What are you most passionate about?
I am most passionate about bringing about greater equity in New York City. New York is an amazing city, with a plethora of resources. Yet we have income inequality and wealth disparity that defines us just as much as being “the city that never sleeps.” I was exposed to this firsthand at Fordham. This passion has informed a lot of my decisions in life, including my career. I am also on the board of the Bronx is Blooming, a nonprofit that promotes environmental justice by giving Bronx youth the tools they need to be leaders in their own communities. It’s an organization I was introduced to as a student; I worked there for two summers when it was fairly new, and it really made me feel part of the Bronx community. I’ve stayed involved ever since, and it’s been amazing to see it grow. Serving on their board now helps me maintain my connection to the Bronx, which is still very important to me. I hope to one day live in a city where no one has to worry about the security of their housing, health, or food; I think we have the ability to get there, and I hope to be part of that solution.
What’s the best piece of advice you’ve ever received?
I think the advice to “take a lap”—most commonly used when someone does something dumb or silly and you have to take a lap to walk off the embarrassment—is both funny and earnestly helpful. I’m not sure who first gave me this advice, but whenever I am feeling overwhelmed or anxious about something, whether it’s in my professional life or my personal life, I find taking a lap (or a walk, or a breath) is always worthwhile time spent to collect my thoughts and re-center myself.
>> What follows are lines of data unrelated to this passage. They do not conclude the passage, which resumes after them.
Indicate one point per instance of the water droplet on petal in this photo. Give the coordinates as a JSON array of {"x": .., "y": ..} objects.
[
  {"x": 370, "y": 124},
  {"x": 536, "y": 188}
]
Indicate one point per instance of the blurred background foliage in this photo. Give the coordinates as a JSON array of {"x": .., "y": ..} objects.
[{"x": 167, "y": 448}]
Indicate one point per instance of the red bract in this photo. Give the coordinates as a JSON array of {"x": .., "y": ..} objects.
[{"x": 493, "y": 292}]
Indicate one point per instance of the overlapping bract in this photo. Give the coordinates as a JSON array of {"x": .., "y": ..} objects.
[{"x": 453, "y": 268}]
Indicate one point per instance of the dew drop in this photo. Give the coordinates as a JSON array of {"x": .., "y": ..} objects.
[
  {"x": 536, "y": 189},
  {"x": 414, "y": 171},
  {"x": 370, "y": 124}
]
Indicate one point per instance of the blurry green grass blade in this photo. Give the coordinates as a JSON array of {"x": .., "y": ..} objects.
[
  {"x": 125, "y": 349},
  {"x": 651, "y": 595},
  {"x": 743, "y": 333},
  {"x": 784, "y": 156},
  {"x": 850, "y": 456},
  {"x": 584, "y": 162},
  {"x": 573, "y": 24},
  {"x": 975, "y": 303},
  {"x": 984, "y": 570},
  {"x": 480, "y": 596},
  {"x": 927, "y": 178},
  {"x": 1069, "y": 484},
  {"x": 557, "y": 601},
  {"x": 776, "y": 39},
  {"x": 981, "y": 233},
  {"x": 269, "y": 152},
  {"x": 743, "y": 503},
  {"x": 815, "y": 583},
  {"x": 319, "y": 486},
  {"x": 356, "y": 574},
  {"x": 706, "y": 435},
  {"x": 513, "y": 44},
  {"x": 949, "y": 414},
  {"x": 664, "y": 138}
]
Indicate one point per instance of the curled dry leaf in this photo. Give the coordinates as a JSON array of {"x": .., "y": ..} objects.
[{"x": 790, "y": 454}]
What’s your favorite place in New York City? In the world?
New York City is my favorite place in the world! I have so many favorite places in New York, and they each stir a different memory or feeling for me: the Little Red Lighthouse under the George Washington Bridge, Belvedere Castle in Central Park, and the market on Arthur Avenue are just a few. One of my favorite places in the city is the hidden gem that is Fort Tilden. Fort Tilden is part of the National Parks Service and is located just east of Rockaway. I love this spot because it provides a beach oasis where I can see piping plovers nesting in the dunes and go for a swim in the Atlantic, and then take a 45-minute ferry ride at the end of the day back home to Manhattan.
Name a book that has had a lasting influence on you.
I had heard Evicted: Poverty and Profit in the American City referenced often, especially among my colleagues in the housing industry. I knew it was critically acclaimed, and did not doubt its significance; however, I had quickly filed it away in my mind as a good book for laypeople to read, a book for those who didn’t already know about the struggles of low-income renters. What I did not expect was how intimately Matthew Desmond tells the stories of victims of eviction and their landlords, and how that intimacy lends to a uniquely compelling book about the rental market’s role in institutional poverty. I highly recommend that any social justice-minded folks who are interested in the nexus between having a home and breaking the cycle of poverty pick up this book!
Who is the Fordham grad or professor you admire most?
I am proud to say I have a long list of graduates and professors who I admire from my time at Fordham, many of whom are my personal friends. But the Fordham grad I admire the absolute most is my dad, Patrick Reynolds. My dad graduated from Fordham College at Lincoln Center in 1981 after working his way through school to be the first one in his family to get a college degree. He went on to join the New York City Fire Department—another thing I admire about him—and he always fostered an environment of learning and curiosity in our home growing up, which I am grateful for. Thanks to my dad, I valued eloquentia perfecta before I even set foot on Fordham’s campus.